16 Fine-Grained Task Design:
- Function: Comprehensively evaluates human-centric video understanding capabilities.
- Mechanism: Tasks are organized into intrinsic emotions (emotion recognition, emotion temporal analysis, attitude recognition, emotion intensity comparison) and extrinsic expressions (4 person identification tasks, 4 behavior analysis tasks, 4 speech-visual alignment tasks), totaling 16 tasks.
- Design Motivation: Covers a complete evaluation hierarchy ranging from basic perception to advanced reasoning.

Loss & Training¶

No training is involved, as this is a benchmark construction effort. Approximately 6% of questions with frequently correct responses under vision-free conditions are removed via answer leakage detection.

Key Experimental Results¶

Main Results¶

Model	Emotion	Person ID	Behavior	Speech-Visual	Overall
Gemini-2.5-Pro	52.9	83.5	70.7	86.5	73.4
Qwen-VL3 (7B)	43.2	67.6	54.3	48.3	53.4
GPT-5	46.8	69.5	67.3	—	—
Human (Graduate)	84.6	88.5	87.0	94.4	88.6

Ablation Study¶

Configuration	Key Metric	Note
ER no-edit rate	81%	Efficiency gain 5.3×
ETA no-edit rate	83%	Efficiency gain 5.9×
Average no-edit rate	72.3%	Average efficiency gain 3.6×

Key Findings¶

Emotion perception is a universal weakness across all models; even Gemini-2.5-Pro achieves only 52.9%, far below the human score of 84.6%.
Models frequently misclassify "open mouth" gestures in speaker-sampled frames as expressions of "surprise."
For speech-visual alignment, most open-source audio-visual models perform near chance level, with only the Gemini series demonstrating strong performance.
Qwen2.5-Omni achieves 71.8% on SCM (Speech Content Matching), exhibiting a distinctive advantage on purely audio-based tasks.

Highlights & Insights¶

Model-Driven Benchmark Construction: Human effort is shifted from manual creation to efficient verification, yielding a 3.6× efficiency improvement.
Pipeline Generalizability: The pipeline can be adapted to non-human domains (e.g., pet attribute recognition, vehicle tracking) by substituting the underlying detectors.
Revealing Critical Gaps: The work quantifies model-to-human performance gaps in two underexplored areas: emotion perception and lip-speech alignment.

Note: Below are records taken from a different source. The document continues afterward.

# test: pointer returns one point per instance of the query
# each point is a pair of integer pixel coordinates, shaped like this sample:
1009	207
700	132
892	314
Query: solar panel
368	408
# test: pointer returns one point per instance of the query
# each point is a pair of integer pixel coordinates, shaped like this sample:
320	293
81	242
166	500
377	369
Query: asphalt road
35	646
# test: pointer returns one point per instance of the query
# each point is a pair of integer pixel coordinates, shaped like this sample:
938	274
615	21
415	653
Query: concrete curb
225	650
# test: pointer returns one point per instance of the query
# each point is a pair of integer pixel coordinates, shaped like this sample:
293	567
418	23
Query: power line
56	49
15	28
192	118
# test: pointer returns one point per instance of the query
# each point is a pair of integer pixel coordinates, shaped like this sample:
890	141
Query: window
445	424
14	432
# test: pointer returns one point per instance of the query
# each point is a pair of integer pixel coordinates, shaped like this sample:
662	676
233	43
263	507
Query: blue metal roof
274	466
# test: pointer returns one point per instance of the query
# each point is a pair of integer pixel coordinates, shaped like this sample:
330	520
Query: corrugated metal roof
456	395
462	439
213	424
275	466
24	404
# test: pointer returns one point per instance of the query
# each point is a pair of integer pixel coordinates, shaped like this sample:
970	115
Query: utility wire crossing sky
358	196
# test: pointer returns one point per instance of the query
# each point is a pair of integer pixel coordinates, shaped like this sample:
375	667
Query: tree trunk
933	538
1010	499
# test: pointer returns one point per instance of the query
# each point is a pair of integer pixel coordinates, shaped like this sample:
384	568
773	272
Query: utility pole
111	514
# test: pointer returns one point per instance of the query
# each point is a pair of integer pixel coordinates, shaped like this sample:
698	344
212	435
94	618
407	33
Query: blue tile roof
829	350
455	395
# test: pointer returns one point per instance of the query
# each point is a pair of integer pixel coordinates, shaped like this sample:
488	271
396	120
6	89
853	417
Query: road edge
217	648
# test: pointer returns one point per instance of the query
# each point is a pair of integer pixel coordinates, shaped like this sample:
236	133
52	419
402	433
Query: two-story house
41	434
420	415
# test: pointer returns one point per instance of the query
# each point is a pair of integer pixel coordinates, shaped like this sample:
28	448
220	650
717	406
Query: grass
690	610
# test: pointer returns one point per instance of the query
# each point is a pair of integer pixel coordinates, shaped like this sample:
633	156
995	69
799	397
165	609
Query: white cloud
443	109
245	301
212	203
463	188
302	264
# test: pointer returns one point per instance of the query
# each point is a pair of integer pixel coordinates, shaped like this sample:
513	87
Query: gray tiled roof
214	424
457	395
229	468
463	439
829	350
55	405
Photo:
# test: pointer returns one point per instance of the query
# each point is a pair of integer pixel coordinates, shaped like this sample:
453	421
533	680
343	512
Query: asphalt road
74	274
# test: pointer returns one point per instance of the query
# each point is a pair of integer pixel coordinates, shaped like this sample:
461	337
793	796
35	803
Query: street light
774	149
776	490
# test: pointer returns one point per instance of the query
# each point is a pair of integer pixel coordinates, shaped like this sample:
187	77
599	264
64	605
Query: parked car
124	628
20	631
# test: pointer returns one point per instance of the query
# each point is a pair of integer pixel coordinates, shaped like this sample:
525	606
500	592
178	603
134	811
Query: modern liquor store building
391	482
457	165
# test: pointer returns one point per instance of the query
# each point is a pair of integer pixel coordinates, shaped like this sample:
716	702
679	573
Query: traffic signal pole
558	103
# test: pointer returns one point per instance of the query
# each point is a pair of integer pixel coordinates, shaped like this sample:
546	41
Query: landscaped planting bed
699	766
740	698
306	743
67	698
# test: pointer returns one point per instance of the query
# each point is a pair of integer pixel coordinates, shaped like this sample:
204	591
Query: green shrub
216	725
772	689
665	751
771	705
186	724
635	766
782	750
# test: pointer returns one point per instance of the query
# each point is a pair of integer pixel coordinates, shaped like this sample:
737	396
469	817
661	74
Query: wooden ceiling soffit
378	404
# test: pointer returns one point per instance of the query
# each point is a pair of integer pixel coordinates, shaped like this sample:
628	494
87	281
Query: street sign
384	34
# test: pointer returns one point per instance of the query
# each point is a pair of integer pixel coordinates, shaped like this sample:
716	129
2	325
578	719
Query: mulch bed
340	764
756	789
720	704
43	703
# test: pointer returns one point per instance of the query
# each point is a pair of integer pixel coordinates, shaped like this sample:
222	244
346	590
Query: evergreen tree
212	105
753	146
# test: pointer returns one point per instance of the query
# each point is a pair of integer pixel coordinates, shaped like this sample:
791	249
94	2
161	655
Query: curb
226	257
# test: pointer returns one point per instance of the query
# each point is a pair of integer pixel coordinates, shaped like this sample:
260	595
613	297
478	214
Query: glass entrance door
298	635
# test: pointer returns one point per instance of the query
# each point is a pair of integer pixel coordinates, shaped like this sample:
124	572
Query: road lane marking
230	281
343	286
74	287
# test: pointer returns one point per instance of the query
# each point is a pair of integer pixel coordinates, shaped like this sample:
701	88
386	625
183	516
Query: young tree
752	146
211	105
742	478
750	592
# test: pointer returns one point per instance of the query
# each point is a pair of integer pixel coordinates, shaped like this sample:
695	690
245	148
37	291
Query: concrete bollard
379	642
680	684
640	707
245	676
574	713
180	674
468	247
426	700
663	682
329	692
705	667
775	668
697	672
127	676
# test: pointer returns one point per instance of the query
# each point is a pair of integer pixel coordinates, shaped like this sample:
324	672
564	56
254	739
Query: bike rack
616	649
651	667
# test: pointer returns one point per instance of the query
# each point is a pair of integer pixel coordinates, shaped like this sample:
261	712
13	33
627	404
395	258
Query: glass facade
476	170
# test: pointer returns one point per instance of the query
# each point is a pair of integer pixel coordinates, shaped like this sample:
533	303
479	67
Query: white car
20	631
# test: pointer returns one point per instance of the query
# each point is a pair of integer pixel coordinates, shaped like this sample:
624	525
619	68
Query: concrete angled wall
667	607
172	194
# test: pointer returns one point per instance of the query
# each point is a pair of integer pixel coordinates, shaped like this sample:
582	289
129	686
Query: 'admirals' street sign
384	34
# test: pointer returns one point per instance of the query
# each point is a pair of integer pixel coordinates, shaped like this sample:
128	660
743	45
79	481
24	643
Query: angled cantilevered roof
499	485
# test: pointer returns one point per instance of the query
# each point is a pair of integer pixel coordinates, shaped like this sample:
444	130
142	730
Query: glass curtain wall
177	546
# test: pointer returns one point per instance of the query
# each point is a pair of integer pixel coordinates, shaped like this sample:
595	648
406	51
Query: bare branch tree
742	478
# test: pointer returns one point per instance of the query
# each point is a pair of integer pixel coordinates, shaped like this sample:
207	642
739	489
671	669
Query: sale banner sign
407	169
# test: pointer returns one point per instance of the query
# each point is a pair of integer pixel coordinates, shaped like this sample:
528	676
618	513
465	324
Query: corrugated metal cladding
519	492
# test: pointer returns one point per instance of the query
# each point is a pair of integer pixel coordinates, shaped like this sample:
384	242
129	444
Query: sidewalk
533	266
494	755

Limitations & Future Work¶

The video sources are limited (primarily Pexels and MF2 films), and scene diversity could be further expanded.
Systematic biases in audio annotation models may affect the quality of certain questions.
The 16 tasks focus on the foundational perceptual layer and do not cover higher-level social intelligence reasoning.

vs. Video-MME: Video-MME covers general video understanding but only 1% of its questions involve emotion, whereas HumanVBench is 100% human-centric.
vs. Social-IQ: Social-IQ conflates perception and high-level reasoning; HumanVBench focuses on the foundational perceptual layer to provide purer diagnostic signals.

Rating¶

Novelty: ⭐⭐⭐⭐ The automated pipeline design and distractor generation strategy are novel.
Experimental Thoroughness: ⭐⭐⭐⭐⭐ Comprehensive evaluation of 30 models with in-depth analysis.
Writing Quality: ⭐⭐⭐⭐ Clear structure with rich figures and tables.
Value: ⭐⭐⭐⭐⭐ Fills a critical gap in human-centric video understanding evaluation.